梨央さんが私よりも愛する人を見つけ、その人と一緒に生きることで幸せになれるのならば、それで良いのだと思う。
私は梨央さんが幸せに輝く姿が見られたらそれでいい…。
…それくらいに、私は梨央さんに憧憬しすぎてしまったのかも知れないな…」
…礼也の梨央に対する愛は深いのだと、暁は今更ながらに思い知らされた。
「…兄さん…」
暁は、嗅ぎ慣れた兄の芳しいトワレの薫りに包まれながら、涙を流す。
…優しい兄さん…
自分のことよりも愛する人の幸せを尊重する兄さん…
そんな優しく大きな人だから、自分はいつまでも、兄のことを想い続けてしまうのだと思う。

礼也は、暁の白い頬を流れる涙を優しく指で拭う。
「…私の代わりに泣いてくれるのか…」
「…兄さん…」
礼也の瞳の色は、気づかないほどのほんの僅かな哀しみの色を湛えていた。
…そうだ。いくら梨央さんの意思を尊重するとはいえ、兄さんが愛する人を諦めて、哀しくないはずがない。

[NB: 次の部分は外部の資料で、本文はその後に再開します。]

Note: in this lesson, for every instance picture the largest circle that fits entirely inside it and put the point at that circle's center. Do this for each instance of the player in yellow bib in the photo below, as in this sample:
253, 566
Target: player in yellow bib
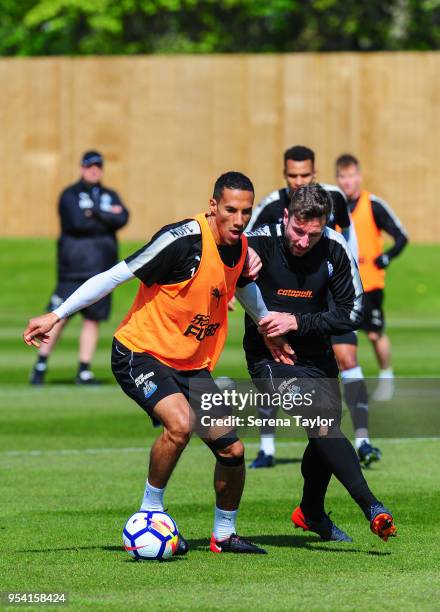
372, 216
167, 345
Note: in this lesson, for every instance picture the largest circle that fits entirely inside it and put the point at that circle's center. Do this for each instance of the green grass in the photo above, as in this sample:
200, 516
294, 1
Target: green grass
73, 464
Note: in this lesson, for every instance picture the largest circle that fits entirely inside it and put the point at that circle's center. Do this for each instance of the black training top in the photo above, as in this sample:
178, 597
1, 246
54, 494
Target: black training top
271, 208
301, 285
173, 255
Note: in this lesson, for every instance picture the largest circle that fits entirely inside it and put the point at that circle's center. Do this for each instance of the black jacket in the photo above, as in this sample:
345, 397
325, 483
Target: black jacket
301, 285
87, 244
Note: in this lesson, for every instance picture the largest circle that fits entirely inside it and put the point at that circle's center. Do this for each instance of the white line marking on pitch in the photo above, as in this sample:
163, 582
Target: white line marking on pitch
140, 449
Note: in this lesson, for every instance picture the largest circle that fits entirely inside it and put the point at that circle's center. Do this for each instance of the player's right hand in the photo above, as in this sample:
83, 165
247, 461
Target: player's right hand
38, 329
280, 350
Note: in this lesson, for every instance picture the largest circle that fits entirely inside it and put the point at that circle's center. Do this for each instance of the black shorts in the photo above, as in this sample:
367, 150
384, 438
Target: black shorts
271, 377
373, 311
147, 381
348, 338
100, 311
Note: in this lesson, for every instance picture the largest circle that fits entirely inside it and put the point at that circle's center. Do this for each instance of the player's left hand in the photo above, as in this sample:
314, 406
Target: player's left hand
280, 350
38, 329
277, 324
383, 261
252, 264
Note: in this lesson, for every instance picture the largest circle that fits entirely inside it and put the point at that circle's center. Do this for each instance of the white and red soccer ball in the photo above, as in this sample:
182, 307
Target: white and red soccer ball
150, 534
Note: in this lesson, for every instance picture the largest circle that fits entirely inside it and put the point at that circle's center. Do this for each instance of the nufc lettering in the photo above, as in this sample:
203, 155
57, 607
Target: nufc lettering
200, 327
216, 293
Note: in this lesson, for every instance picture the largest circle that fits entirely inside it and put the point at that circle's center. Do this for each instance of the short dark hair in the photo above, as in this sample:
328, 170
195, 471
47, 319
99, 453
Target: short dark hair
231, 180
346, 160
299, 153
310, 202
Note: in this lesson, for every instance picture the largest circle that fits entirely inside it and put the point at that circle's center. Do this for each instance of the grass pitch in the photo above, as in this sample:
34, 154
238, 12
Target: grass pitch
74, 463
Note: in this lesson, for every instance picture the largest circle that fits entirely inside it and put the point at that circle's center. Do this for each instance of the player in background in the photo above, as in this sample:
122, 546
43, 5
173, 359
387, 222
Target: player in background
90, 215
173, 335
299, 169
302, 262
372, 216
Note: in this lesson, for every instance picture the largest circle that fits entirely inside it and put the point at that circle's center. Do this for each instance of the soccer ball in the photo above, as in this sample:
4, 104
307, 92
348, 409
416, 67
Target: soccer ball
224, 383
150, 535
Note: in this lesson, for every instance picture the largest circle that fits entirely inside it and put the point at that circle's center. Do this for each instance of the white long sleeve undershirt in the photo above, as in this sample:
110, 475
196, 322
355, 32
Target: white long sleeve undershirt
252, 301
95, 289
104, 283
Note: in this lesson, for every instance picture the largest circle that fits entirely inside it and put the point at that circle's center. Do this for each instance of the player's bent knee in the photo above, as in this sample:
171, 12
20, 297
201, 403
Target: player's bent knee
228, 450
374, 336
232, 455
178, 437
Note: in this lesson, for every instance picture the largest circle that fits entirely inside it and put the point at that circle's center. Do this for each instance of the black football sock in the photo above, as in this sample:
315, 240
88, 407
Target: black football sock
266, 413
340, 457
316, 476
356, 398
83, 367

兄さんはいつも、そうやって悲しみや辛いことを堪えて、胸の奥にひた隠しに隠して、穏やかな美しい笑みを見せているのではないか…。
暁の胸は甘く切なく疼いた。
「…兄さん…。僕は兄さんの側にいます。…いつまでも…いつまでも…兄さんの側にいる…」
暁は、常に強く誰よりも頼りになる兄の孤独な魂の一部に触れたような気がして、まるで少年時代に戻ったかのように、兄に縋り付いた。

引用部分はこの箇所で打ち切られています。